Of course, Jamaica has been looking to the insurance and reinsurance market for some time now (discussions were occurring at least as far back as 2017), exploring the potential for disaster risk transfer financing instruments to assist it in becoming better protected against impacts from tropical storms and hurricanes, perhaps earthquakes as well.
Its explorations have become increasingly focused on the catastrophe bond as a vehicle to provide contingent disaster risk finance, funded by capital market investors. With any cat bond designed to work alongside other sources of protection, including more traditional insurance and reinsurance forms.
Speaking on Tuesday of this week at the Jamaica Stock Exchange (JSE) disaster risk financing seminar, Jamaica’s Finance and Public Service Minister, Dr the Hon. Nigel Clarke said that the government has partnered with the World Bank to deliver the catastrophe bond.
That’s no surprise, given the World Bank’s key role as facilitator for sovereign catastrophe bonds and other instruments backed by either institutional or reinsurance market capital.
The cat bond will be designed to meet additional funding needs when the worst disasters occur, as well as to sit alongside and complement four other layers of disaster risk financing that have already been secured.
Clarke said that the World Bank is providing the government of Jamaica with access to the necessary resources and expertise to be able to execute on a catastrophe bond issuance.
Jamaica will pay annual premiums in return for the coverage and the cat bond, which he said is in development, will be placed with investors in the capital markets.
He explained the other layers of protection that Jamaica has already secured to better protect it from natural disasters.
The country has secured an Inter-American Development Bank (IDB) pre-approved credit facility of almost US $300 million, and the government is also boosting its own contingencies fund to $10 billion, while also taking advantage of reinsurance backed protection from the CCRIF SPC and making further budget allowances for disaster resilience and recovery.
Clarke explained that the five pronged approach will ensure capital is available for different types and severities of disaster, with the cat bond one source, as well as other reinsurance support via the parametric CCRIF products the government buys,
A Jamaica catastrophe bond is expected to be parametric in nature, cover tropical cyclone or hurricane risk, as well perhaps as earthquake risk.
A reinsurance company may act as an intermediary for the issuance, as has been seen in some World Bank cat bonds.

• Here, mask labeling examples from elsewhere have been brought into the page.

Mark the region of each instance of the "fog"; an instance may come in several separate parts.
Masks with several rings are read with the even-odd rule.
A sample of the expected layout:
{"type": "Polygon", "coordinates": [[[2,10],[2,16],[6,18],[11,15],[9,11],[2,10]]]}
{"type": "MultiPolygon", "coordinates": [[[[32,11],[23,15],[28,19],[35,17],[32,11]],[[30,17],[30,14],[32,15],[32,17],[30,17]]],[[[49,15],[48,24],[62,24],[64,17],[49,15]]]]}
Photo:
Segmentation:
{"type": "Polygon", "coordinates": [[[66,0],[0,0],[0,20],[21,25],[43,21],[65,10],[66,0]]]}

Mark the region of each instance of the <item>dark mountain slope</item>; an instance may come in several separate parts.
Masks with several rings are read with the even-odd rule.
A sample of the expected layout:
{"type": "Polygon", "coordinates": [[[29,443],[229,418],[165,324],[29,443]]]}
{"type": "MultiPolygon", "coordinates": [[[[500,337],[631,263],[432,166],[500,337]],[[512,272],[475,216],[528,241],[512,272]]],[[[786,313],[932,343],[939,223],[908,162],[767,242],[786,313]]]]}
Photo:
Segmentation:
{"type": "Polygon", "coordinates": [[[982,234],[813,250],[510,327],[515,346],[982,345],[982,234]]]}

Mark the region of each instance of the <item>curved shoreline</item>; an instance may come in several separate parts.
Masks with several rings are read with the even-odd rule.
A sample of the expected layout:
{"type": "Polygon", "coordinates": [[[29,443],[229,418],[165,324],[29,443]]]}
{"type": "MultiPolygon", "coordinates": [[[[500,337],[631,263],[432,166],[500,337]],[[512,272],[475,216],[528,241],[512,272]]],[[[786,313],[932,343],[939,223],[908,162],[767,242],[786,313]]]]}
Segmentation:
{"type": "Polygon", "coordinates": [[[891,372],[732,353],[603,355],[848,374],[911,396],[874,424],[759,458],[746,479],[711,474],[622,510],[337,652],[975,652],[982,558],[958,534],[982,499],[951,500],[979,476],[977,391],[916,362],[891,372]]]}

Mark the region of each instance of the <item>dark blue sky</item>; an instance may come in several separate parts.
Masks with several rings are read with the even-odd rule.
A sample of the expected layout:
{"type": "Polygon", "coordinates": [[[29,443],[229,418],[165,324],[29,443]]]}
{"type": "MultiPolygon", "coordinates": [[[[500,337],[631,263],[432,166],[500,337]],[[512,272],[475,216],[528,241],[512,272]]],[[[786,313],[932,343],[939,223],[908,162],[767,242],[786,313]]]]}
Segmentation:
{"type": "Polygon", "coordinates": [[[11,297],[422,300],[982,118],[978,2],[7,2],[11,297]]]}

Of it could be issued more directly through the IBRD notes program, we’ll have to wait and see.
So Jamaica is clearly progressing its plans to put in place a much more robust disaster risk financing program, with this World Bank supported cat bond set to sit at its core.
It will be interesting to see just how big any Jamaican catastrophe bond could be, as the countries needs for risk capital are particularly significant, given its exposure.